Durante un gelido inverno in Svezia, nel dicembre 2011, un evento eccezionale sconvolse la comunità di Umeå, nel nord-est del paese. Peter Skyllberg, un uomo di 44 anni, rimase intrappolato nella sua auto sepolta dalla neve per ben due mesi, resistendo a condizioni estreme con temperature che raggiunsero i -30°C.
Il 17 febbraio 2012, due persone in motoslitta scoprirono l’auto, quasi completamente sommersa dalla neve. Pensando si trattasse di un veicolo abbandonato, decisero di avvicinarsi. Dopo aver pulito il parabrezza, notarono del movimento all’interno e chiamarono immediatamente i servizi di emergenza. Skyllberg era vivo, ma in uno stato di ipotermia avanzata.
Quando fu ritrovato, Skyllberg si trovava avvolto in un sacco a pelo, con una bottiglia di bevanda analcolica, qualche fumetto e delle sigarette come unici compagni.
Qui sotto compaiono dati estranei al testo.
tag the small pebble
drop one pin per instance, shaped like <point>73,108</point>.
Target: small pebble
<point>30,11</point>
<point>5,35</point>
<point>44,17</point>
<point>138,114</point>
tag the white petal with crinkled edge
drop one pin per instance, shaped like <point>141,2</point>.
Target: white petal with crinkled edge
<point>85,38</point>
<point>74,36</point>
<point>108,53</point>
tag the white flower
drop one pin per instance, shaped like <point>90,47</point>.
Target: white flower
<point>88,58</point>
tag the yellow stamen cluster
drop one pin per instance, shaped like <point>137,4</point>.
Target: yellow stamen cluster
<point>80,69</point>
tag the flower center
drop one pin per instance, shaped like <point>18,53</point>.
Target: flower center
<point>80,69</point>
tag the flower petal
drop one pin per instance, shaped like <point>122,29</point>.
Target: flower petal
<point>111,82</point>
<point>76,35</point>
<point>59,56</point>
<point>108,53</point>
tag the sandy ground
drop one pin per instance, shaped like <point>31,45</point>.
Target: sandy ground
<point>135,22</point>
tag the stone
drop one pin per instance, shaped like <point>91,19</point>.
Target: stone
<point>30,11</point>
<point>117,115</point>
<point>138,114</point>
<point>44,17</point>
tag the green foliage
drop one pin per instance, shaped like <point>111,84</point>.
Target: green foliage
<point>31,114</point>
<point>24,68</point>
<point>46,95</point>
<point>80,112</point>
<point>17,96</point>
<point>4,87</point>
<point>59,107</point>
Non vi erano scorte di cibo. Per sopravvivere, l’uomo aveva bevuto neve sciolta, mantenendo il minimo apporto di liquidi necessario per evitare la disidratazione.
Secondo il dottor Ulf Segerberg dell’Ospedale Universitario Norrland, Skyllberg aveva sfruttato un fenomeno noto come effetto igloo, che aveva impedito il congelamento completo del suo corpo. L’agente Ebbe Nyberg della polizia locale confermò che la copertura nevosa intorno all’auto aveva agito come un isolante termico, proteggendo l’uomo dal gelo esterno.
L’effetto igloo: un’ancora di salvezza
L’effetto igloo è un principio termico noto per le sue applicazioni nelle costruzioni innevate, come gli igloo stessi. Lo strato di neve funge da isolante, intrappolando il calore corporeo e mantenendo la temperatura interna significativamente più alta rispetto all’ambiente esterno. Nel caso di Skyllberg, questo fenomeno permise alla temperatura interna dell’auto di restare appena sotto lo zero, abbastanza da evitare un congelamento fatale.
Il calore principale proveniva dal metabolismo dell’uomo, benché rallentato dalla prolungata mancanza di cibo. Quando fu trovato, la sua temperatura corporea era scesa a circa 31°C, una condizione di ipotermia severa.
La sopravvivenza di Peter Skyllberg per oltre 60 giorni in condizioni tanto estreme è considerata un caso straordinario. Non solo il suo corpo ha tollerato temperature estremamente basse, ma è riuscito a resistere alla mancanza di nutrienti. Questo evento ha attirato l’attenzione di medici e studiosi, che hanno sottolineato l’importanza del metabolismo e degli isolanti naturali in situazioni di emergenza.